Palestinians charge Israel is a colonial state occupying Palestine. Scott-Baumann provides evidence to analyze this charge at length. The Oslo accords and the Paris Protocol of 1994 promised an ‘open economy’. It meant the free movement of goods and labor and economic regeneration for the Palestinians in the occupied territories. However, Israeli goods continued to have unrestricted access to the West Bank, while Palestinian goods to Israel faced tariffs. They denied Palestinians the right to establish their own currency. The Paris Protocol allowed Israel to collect import and customs duties on goods destined for the occupied territories and then pay them every month to the Palestinian Authority (PA). Between 1995 and 2000, sixty percent of PA’s revenue came from this source. But Israel could cut it off at will, citing Palestinian violence as the reason. They did so in 1997, demonstrating their control over the Palestinians. The Oslo accords granted Israel the right to close ‘crossing points’ into Israel, prohibiting Palestinians from entering. From 1994 to 1999, Israel imposed 484 days of closure, making the Palestinian economy a hostage to closures and checkpoints. The constraints on the Palestinian economy resulted in unemployment rising from 15% in 1993 to 30% in 1995. The EU and NGOs stepped in to mitigate these problems by providing $3.2 billion to the West Bank and Gaza. Scott-Baumann says the cost of Israeli occupation got subcontracted to the international community this way and they became complicit in endorsing Israeli occupation. The PA was also corrupt, and some of its members colluded with Israel in this shameful saga.

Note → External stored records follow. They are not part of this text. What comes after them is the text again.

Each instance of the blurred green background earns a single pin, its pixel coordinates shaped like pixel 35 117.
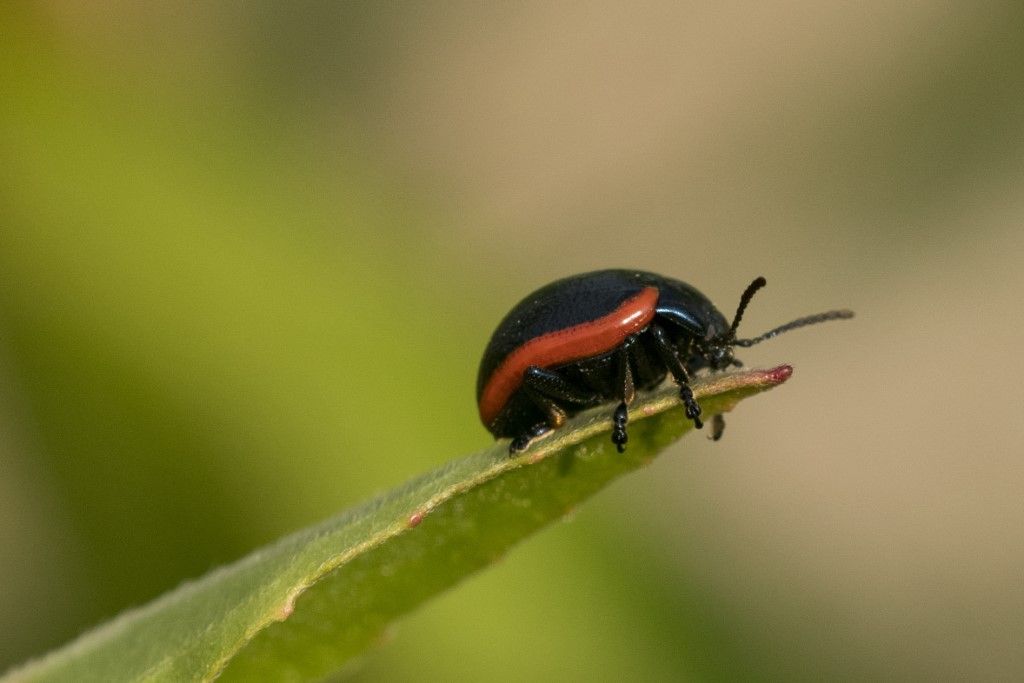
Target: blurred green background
pixel 250 254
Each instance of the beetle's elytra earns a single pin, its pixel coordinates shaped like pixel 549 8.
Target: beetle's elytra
pixel 597 338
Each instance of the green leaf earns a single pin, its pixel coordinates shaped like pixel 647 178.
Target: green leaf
pixel 307 604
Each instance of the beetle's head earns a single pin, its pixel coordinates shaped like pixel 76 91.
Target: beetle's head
pixel 719 348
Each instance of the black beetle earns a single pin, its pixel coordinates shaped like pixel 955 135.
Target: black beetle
pixel 598 337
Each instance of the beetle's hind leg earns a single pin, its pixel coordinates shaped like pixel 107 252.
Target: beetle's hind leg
pixel 671 359
pixel 548 390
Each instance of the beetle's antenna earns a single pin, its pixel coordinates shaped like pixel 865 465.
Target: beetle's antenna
pixel 749 293
pixel 799 323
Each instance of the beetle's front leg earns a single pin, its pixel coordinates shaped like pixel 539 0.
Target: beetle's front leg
pixel 678 370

Scott-Baumann says Israeli laws segregate Israeli Jews and Palestinians. Civilian laws and courts govern Jews in the West Bank. Israeli military laws and courts and PA courts govern Arabs. West Bank Jews can vote in elections to the Knesset, Arabs cannot. West Bank Palestinians require permits to visit East Jerusalem - a city 60% Palestinian. They have only a status as ‘permanent residents’ and cannot vote elections to the Knesset. Gaza is worse. Poverty and ill health are widespread. Israel controls its water and electricity, with much of the tap water undrinkable. In 2019, seventy percent of its population depended on humanitarian aid. It remains under tight Israeli blockade, with Egypt often closing its border. All this is reminiscent of the strategy and tactics Britain used in India in its long colonial occupation.

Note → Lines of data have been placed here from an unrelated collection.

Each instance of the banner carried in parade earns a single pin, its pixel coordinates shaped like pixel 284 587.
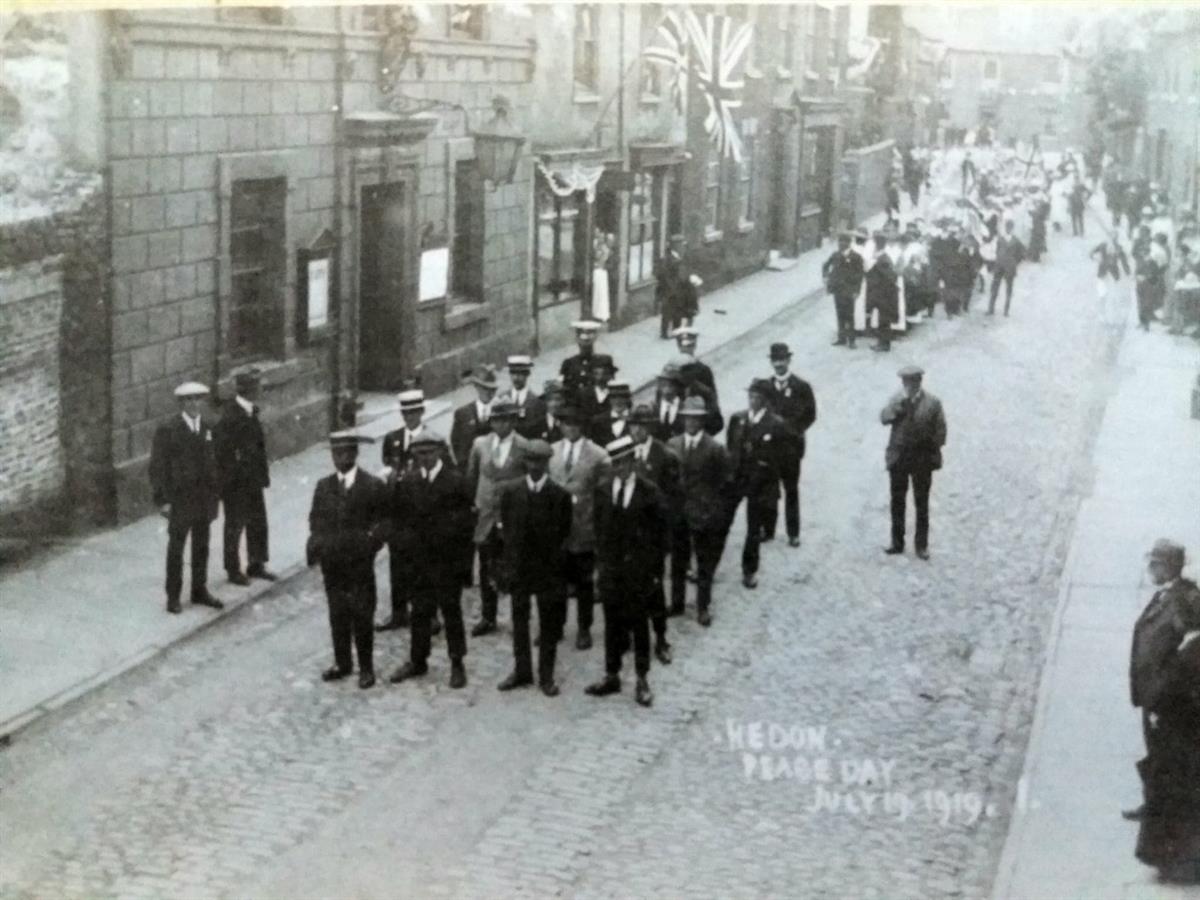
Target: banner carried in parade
pixel 714 47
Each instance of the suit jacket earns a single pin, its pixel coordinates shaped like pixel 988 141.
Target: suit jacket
pixel 918 432
pixel 184 471
pixel 589 469
pixel 346 529
pixel 433 522
pixel 705 481
pixel 630 543
pixel 1153 661
pixel 241 451
pixel 537 527
pixel 466 427
pixel 843 274
pixel 487 480
pixel 756 454
pixel 797 406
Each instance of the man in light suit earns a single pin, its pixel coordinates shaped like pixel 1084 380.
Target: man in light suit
pixel 705 485
pixel 915 453
pixel 579 465
pixel 495 462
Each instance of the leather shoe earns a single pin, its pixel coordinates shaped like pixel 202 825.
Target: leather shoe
pixel 407 671
pixel 515 681
pixel 645 696
pixel 207 599
pixel 606 685
pixel 483 628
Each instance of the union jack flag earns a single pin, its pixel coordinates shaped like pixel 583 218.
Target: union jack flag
pixel 715 47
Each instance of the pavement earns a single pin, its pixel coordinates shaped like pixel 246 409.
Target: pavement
pixel 103 594
pixel 1067 838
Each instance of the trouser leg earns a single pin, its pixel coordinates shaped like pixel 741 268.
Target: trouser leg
pixel 522 652
pixel 257 546
pixel 341 628
pixel 449 600
pixel 921 485
pixel 899 483
pixel 177 535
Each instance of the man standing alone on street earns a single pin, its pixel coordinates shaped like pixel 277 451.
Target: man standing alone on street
pixel 915 453
pixel 184 483
pixel 843 274
pixel 241 461
pixel 792 400
pixel 1164 673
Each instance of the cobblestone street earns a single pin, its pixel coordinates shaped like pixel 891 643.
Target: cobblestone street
pixel 225 768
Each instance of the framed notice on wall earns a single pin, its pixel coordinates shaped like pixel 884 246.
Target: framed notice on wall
pixel 315 289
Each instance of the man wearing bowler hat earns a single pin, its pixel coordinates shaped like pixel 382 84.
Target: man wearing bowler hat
pixel 495 462
pixel 535 517
pixel 185 484
pixel 843 274
pixel 245 474
pixel 348 525
pixel 756 443
pixel 791 399
pixel 630 522
pixel 432 509
pixel 915 453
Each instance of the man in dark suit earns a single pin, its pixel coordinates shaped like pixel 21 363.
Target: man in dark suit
pixel 791 399
pixel 185 484
pixel 399 460
pixel 535 517
pixel 613 423
pixel 347 526
pixel 882 293
pixel 705 486
pixel 843 274
pixel 756 442
pixel 531 408
pixel 915 453
pixel 630 522
pixel 245 474
pixel 576 371
pixel 432 509
pixel 658 465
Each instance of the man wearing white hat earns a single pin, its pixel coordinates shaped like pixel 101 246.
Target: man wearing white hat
pixel 186 490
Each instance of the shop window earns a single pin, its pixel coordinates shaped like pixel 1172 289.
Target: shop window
pixel 465 22
pixel 562 247
pixel 646 226
pixel 587 81
pixel 257 253
pixel 467 252
pixel 747 173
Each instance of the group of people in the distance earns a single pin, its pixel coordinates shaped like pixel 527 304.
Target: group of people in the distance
pixel 574 492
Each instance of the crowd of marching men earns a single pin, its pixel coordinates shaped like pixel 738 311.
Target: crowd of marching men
pixel 571 493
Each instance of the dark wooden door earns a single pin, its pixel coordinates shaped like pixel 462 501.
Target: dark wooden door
pixel 382 292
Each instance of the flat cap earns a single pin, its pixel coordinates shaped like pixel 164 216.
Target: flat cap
pixel 191 389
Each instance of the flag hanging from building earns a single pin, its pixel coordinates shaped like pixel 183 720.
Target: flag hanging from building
pixel 714 47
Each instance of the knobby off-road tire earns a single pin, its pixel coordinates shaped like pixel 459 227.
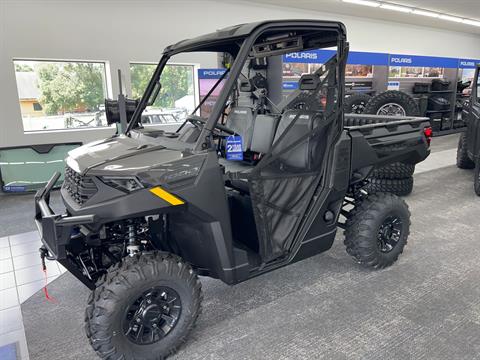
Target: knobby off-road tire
pixel 377 230
pixel 476 180
pixel 396 170
pixel 379 104
pixel 399 187
pixel 463 161
pixel 355 103
pixel 167 295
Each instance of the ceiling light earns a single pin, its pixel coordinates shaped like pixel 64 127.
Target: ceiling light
pixel 425 13
pixel 396 8
pixel 471 22
pixel 363 2
pixel 450 18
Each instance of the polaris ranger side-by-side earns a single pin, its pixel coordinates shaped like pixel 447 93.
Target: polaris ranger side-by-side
pixel 261 183
pixel 468 152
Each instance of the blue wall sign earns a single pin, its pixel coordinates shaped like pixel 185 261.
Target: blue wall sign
pixel 468 63
pixel 290 85
pixel 420 61
pixel 210 73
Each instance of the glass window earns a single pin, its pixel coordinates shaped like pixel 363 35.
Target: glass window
pixel 478 86
pixel 416 72
pixel 177 95
pixel 61 94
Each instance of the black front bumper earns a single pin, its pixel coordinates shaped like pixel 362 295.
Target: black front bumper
pixel 56 230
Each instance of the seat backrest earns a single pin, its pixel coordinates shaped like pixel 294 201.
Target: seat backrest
pixel 241 120
pixel 308 153
pixel 263 132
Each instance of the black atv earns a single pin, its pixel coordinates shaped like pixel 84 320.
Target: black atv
pixel 263 182
pixel 468 152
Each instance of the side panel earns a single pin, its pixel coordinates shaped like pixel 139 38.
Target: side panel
pixel 472 114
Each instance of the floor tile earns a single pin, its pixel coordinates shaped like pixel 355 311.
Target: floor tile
pixel 7 280
pixel 24 238
pixel 26 248
pixel 5 253
pixel 6 265
pixel 17 337
pixel 8 298
pixel 8 352
pixel 27 260
pixel 10 320
pixel 34 273
pixel 4 242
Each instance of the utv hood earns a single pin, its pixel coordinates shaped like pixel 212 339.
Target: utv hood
pixel 119 155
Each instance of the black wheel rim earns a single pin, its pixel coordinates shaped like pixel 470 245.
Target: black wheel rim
pixel 389 233
pixel 152 316
pixel 358 107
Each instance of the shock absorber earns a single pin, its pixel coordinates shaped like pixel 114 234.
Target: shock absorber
pixel 132 247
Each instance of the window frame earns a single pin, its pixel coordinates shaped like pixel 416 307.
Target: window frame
pixel 107 88
pixel 195 66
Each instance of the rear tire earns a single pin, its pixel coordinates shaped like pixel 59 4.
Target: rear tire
pixel 392 103
pixel 476 180
pixel 355 103
pixel 463 161
pixel 396 170
pixel 399 187
pixel 377 230
pixel 157 291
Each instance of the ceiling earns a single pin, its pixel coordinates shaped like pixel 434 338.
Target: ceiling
pixel 462 8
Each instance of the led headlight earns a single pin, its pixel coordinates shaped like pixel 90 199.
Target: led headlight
pixel 123 183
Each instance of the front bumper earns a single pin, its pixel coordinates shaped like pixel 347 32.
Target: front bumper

Writing an impartial history of Israel and Palestine is a high-risk endeavor. Even if one sticks to documented facts, one may get accused of selectively choosing data to advance one’s bias. Despite the perils, Michael Scott-Baumann has done a terrific job, showing clarity and balance. His experience of teaching history for thirty-five years and traveling in the Middle-East shines through this book. One also notes that the author worked as a volunteer in the Israeli Committee Against House Demolitions and did fieldwork with them in the West Bank. The book contains his considered conclusions based on his vast experience.
I found it an excellent, clear and accessible history of Israel and Palestine.